Yet Undyne was obviously following, and the two fugitives were not half as athletic and durable as her— and though the way they had been able to dodge so many spears that easily made it clear that the fish monster’s night vision was not as good as Sans’, she apparently could see (or hear?) well enough to keep track of their race. When their escape eventually led them out of the forest and back on the snowed slightly lighter path, the spears started to become way too numerous to be avoidable— thus Sans reluctantly started attacking. Dawn stepped back, yet for a few instants— she couldn’t help but watch in some sick phobic awe as glowing magic bones and skulls would form out of thin air around them and prevent the spikes from reaching them. This ballet of bluish lights and vague forms dashing through the cold air was stunning and impressive, and yet— in a way, those deadly menacing bullets were so beautifully dancing in the sky like some giant graceful fireflies…

But only a few seconds later she looked at her friend and saw him summoning one of those bones from a little too close, and as for once the actual bony shape was more visible than the strange light it was emitting— needless to say, her spine did not like it and the spectacle ended when she shakily closed her eyes and protected them with trembling hands.

A few more spears, and Sans just decided to take a grip on his friend’s Soul and throw her without warning between the thick dark trees of the Forest. He looked as the human had landed rather roughly in the snow and still seemed to be recollecting from the shock, wondering about what had just happened.

dawn, run!” he growled desperately when he noticed she had not understood the implicit yet seemingly obvious plan. This time, if he could just hold her back for long enough…
Oh no you won’t!” Undyne yet roared even harder.

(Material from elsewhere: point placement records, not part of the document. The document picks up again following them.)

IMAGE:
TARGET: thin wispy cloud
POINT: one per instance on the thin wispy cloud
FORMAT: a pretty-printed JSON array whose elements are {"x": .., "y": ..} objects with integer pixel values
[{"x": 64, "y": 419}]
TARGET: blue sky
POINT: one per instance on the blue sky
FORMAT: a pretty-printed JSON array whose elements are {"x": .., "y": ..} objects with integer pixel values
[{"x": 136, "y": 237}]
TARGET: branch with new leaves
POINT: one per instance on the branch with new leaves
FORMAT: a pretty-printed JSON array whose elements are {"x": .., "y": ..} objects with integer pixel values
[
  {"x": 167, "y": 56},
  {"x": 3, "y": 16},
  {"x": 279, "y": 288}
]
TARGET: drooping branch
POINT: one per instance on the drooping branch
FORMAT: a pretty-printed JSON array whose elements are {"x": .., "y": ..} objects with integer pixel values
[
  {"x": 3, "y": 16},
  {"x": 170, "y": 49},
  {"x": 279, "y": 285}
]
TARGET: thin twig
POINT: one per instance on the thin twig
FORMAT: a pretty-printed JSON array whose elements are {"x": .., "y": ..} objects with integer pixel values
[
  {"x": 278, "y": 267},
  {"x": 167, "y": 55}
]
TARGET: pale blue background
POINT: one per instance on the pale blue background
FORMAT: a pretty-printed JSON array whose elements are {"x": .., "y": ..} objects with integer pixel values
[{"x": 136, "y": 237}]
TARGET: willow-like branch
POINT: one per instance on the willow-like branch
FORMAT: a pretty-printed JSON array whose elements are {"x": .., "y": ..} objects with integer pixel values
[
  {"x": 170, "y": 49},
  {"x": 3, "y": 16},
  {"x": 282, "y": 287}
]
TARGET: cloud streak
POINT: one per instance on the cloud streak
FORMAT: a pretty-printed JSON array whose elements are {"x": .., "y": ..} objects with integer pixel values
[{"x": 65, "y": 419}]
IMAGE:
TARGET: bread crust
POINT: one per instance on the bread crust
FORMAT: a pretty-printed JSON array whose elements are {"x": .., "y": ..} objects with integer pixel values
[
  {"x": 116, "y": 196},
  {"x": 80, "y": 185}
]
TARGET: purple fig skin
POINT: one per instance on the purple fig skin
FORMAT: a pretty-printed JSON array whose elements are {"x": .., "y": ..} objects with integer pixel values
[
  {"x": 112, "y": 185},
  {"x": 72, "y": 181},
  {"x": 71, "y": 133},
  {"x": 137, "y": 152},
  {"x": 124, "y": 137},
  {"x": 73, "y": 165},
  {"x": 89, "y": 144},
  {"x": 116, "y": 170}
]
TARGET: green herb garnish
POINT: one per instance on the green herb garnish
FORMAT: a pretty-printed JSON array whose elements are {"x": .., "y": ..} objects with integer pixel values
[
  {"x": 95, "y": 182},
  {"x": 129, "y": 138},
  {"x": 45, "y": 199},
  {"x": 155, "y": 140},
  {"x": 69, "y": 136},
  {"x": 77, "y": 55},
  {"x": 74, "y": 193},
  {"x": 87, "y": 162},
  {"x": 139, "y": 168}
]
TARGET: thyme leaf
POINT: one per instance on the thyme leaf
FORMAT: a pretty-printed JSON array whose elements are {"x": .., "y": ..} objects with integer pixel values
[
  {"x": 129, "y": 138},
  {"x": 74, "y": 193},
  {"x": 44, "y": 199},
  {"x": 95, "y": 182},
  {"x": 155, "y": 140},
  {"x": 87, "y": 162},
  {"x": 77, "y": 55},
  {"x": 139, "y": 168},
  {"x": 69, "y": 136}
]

Dawn had hardly even got to her feet that she already found it was impossible for her to move anymore.

She had been wondering quite a few times before how Undyne’s Green Mode could possibly work… well, here was both the best and the worst moment to find out.
Just the same way as for Sans’ magic, she recognized by that odd feeling that only her Soul was affected; she could still turn around and face the monsters with a terrified and helpless look— but would she try to move any further from her current standing point, her Soul would hit some kind of invisible wall and glow green for as long as the strange contact would be maintained. She vainly tried a few other directions, but of course that invisible cage – bubble; she had decided to call it that way – was as impassable as it was inconveniently close and letting some really confined space— which would leave her Soul practically constantly lit up.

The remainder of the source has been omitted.